The momentum behind carbon removal markets, Kahsar recollects, started with the IPCC’s famous “1.5°C report” back in 2018, which first introduced a target for carbon removals. That was then expanded on in the IPCC’s 2022 edition. Since then, the US’s Inflation Reduction Act, which increased the 45Q tax credit to $180/t for direct air capture injection, has provided further impetus for investment in the space.

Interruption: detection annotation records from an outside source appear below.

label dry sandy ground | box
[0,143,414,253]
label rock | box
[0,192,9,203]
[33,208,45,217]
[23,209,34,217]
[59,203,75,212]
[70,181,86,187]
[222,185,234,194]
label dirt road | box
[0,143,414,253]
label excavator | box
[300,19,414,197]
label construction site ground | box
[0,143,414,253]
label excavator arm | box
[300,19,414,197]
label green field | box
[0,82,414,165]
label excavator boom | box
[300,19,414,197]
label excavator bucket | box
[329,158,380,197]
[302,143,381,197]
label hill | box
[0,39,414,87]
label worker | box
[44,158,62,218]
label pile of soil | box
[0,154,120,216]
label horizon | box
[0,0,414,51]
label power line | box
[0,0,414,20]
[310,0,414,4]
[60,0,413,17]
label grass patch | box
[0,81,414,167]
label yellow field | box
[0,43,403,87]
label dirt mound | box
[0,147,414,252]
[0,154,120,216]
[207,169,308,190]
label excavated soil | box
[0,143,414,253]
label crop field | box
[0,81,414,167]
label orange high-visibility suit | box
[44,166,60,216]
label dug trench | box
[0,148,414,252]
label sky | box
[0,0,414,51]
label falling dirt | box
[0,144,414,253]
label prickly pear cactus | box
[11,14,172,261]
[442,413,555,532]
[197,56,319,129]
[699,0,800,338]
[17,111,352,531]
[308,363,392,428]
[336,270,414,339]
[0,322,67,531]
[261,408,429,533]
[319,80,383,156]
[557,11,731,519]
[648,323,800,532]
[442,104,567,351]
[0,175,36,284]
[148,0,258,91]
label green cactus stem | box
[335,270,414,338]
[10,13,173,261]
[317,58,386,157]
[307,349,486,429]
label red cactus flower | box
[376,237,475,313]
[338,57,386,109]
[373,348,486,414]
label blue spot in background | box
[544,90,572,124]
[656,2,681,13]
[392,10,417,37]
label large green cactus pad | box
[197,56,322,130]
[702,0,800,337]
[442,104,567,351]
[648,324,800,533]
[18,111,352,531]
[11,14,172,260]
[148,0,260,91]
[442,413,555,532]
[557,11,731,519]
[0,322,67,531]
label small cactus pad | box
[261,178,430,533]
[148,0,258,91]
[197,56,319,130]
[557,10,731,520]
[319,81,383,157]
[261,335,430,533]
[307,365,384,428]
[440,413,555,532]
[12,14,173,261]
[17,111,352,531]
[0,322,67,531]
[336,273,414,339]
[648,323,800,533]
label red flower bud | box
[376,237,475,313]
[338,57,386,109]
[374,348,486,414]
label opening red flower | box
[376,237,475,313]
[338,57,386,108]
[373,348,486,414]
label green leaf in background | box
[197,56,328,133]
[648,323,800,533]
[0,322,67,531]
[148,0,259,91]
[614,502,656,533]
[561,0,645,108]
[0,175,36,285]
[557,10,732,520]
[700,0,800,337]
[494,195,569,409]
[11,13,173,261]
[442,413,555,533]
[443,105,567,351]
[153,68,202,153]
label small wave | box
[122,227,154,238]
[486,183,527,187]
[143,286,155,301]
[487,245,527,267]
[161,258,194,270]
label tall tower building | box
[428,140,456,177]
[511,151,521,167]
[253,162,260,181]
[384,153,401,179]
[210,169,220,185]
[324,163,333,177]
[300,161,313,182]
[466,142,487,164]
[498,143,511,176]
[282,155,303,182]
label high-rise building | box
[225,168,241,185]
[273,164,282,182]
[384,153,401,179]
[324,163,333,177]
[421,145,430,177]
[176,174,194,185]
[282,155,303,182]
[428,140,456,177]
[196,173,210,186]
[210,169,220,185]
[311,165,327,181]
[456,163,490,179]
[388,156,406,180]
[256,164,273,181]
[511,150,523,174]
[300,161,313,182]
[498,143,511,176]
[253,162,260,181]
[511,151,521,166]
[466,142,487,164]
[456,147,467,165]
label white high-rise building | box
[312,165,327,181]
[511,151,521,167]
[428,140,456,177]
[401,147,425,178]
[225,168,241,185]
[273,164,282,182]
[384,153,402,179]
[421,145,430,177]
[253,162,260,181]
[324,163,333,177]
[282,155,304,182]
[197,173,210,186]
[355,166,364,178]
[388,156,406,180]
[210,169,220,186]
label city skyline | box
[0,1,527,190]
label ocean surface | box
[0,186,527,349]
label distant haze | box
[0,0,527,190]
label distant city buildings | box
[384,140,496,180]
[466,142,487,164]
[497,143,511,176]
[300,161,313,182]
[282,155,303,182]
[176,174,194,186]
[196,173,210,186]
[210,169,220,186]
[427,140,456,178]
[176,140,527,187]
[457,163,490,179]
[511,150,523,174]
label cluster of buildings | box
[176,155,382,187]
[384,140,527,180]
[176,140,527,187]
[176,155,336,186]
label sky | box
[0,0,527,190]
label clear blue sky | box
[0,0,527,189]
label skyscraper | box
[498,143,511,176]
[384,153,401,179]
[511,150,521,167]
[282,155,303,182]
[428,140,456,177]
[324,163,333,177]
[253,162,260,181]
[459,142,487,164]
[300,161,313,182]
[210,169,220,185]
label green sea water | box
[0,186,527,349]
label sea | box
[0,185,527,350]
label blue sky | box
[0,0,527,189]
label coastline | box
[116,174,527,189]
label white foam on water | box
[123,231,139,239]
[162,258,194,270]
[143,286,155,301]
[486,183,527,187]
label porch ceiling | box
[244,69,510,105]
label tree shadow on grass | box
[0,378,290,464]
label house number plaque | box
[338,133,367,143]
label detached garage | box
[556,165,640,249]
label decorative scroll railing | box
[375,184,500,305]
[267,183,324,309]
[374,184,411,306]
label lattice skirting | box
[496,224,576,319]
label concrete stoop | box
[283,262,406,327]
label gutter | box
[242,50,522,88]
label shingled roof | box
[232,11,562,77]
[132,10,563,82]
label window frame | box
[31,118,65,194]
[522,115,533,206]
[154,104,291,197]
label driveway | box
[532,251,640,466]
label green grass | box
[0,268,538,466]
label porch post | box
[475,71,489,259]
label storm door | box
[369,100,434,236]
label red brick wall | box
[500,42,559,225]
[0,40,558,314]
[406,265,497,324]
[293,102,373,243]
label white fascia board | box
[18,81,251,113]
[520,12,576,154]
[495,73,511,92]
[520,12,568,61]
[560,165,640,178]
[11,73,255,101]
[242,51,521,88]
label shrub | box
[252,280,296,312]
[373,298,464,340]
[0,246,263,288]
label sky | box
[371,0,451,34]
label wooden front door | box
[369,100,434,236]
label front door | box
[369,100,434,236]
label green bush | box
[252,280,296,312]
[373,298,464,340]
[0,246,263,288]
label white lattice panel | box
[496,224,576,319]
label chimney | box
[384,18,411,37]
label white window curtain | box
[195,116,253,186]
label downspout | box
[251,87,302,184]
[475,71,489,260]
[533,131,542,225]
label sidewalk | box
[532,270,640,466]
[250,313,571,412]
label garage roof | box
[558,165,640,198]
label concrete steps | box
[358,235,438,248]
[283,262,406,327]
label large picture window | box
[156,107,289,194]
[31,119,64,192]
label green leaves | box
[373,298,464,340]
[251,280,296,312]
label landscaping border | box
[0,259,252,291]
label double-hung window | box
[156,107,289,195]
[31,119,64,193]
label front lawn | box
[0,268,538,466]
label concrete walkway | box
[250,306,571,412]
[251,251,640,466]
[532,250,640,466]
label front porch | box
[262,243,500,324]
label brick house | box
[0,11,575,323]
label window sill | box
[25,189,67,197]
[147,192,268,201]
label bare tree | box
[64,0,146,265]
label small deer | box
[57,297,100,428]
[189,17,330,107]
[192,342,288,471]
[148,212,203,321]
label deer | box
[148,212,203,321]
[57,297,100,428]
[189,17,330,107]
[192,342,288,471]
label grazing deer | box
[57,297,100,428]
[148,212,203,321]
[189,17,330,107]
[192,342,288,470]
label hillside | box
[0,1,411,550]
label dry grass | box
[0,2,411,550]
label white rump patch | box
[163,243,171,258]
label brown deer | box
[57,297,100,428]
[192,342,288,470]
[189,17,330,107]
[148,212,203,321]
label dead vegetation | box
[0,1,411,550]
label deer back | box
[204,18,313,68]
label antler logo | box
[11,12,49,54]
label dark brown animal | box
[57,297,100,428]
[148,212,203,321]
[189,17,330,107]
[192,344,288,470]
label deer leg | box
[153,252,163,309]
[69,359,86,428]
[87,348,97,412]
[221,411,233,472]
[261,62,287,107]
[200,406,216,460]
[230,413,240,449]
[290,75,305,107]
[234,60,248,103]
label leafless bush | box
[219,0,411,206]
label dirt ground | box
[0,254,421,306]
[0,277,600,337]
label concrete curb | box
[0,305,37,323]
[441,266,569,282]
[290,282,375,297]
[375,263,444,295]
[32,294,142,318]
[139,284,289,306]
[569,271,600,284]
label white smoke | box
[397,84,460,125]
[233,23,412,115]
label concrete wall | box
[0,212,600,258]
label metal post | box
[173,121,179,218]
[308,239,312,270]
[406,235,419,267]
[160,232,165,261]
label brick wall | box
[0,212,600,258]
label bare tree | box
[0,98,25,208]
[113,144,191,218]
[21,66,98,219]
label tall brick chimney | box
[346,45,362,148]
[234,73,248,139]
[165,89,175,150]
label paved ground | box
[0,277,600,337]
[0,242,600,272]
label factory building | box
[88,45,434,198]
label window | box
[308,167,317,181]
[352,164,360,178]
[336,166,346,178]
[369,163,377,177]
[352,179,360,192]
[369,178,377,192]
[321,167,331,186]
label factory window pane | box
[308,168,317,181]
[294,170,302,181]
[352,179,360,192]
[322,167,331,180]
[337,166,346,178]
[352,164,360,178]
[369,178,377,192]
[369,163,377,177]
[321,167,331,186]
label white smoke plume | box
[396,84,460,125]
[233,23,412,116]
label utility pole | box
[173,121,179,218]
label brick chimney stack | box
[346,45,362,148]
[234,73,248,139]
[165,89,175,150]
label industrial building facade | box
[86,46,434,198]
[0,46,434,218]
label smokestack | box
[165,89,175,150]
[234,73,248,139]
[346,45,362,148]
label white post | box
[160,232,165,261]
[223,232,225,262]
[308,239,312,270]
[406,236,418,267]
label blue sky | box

“Things have all sort of come together and climate-aligned companies are now competing to lead on CDR, which is why we are seeing all these announcements about deployments,” says Kahsar. “There is going to be even more to come in the next year or two.”
A drop in the ocean
However, before anyone gets too carried away, there is a long way to go before the carbon removals market reaches the IPCC’s desired target of circa 10Gt a year by 2050. For visual reference, that would mean the market has to grow from 74,000t of captured CO₂ in total today to 10,000,000,000 tonnes every year by 2050. It will be a monumental undertaking.
“In our technology-oriented world, we are used to seeing things increase in capacity exponentially year after year, such as the processing power of computer chips,” says Antti Vihavainen, CEO of carbon removal platform Puro.earth “But a gigatonne of carbon is huge – saying a gigatonne is easy, but we first have to fight our way to a megatonne, and then make that a thousand times over. So, to get there, we have to grow at an incredible pace – today and for many, many years. But innovation happens when there is demand and we shouldn’t think anything is impossible.”
Impossible, no, but the task may have become even more Herculean after, at the end of May, the UN Framework Convention on Climate Change (UNFCCC), an influential climate panel tasked with guiding the creation of a new global carbon market, sent shockwaves through the industry by casting doubt on whether CDR would be counted as a carbon offset.
The guidance included a technical note stating that "engineered carbon removal activities... do not contribute to sustainable development", and fail to serve the goals of the carbon market under the Paris Agreement. The note came from the Article 6.4 Supervisory Body, part of the UN climate bureaucracy spearheading the future of global carbon markets. The proposal, which has not been approved, also calls carbon removal solutions "technologically and economically unproven, especially at scale", and says the technology poses "unknown environmental and social risks". More than 100 companies and organisations have since signed a letter to the UNFCCC’s secretariat objecting to the draft guidance.
In truth, climate purists have always baulked at CDR, believing it a distraction from the fundamental task of decarbonising the global economy. Nonetheless, even if the UNFCCC’s position stays the same – which seems unlikely – there is, realistically, no putting the genie back in the bottle now. The world has already reached 1.1°C of the 1.5°C global warming target it is trying to avoid, and global emissions are still rising. Governments and companies are lagging behind in the race to net-zero emissions by 2050 and will need all the help they can get – so much so, in fact, that people are now seriously considering geo-engineering approaches such as brightening the clouds, which would have made Isaac Asimov chuckle. Consequently, it is hard to imagine the meteoric growth of the carbon removals market as anything but inexorable.
“It is important that carbon offsets don’t become an excuse for companies not to decarbonise,” says Callum Hunt, a carbon specialist at carbon offset procurement platform Abatable. “But we will need CDR for the hard-to-abate emissions, so we need to scale the market right now for it to be ready in time. There are some industries – like aviation, steel and cement – that won’t be able to decarbonise in time for 2050, so the CDR industry will need to be ready to fill the gap.”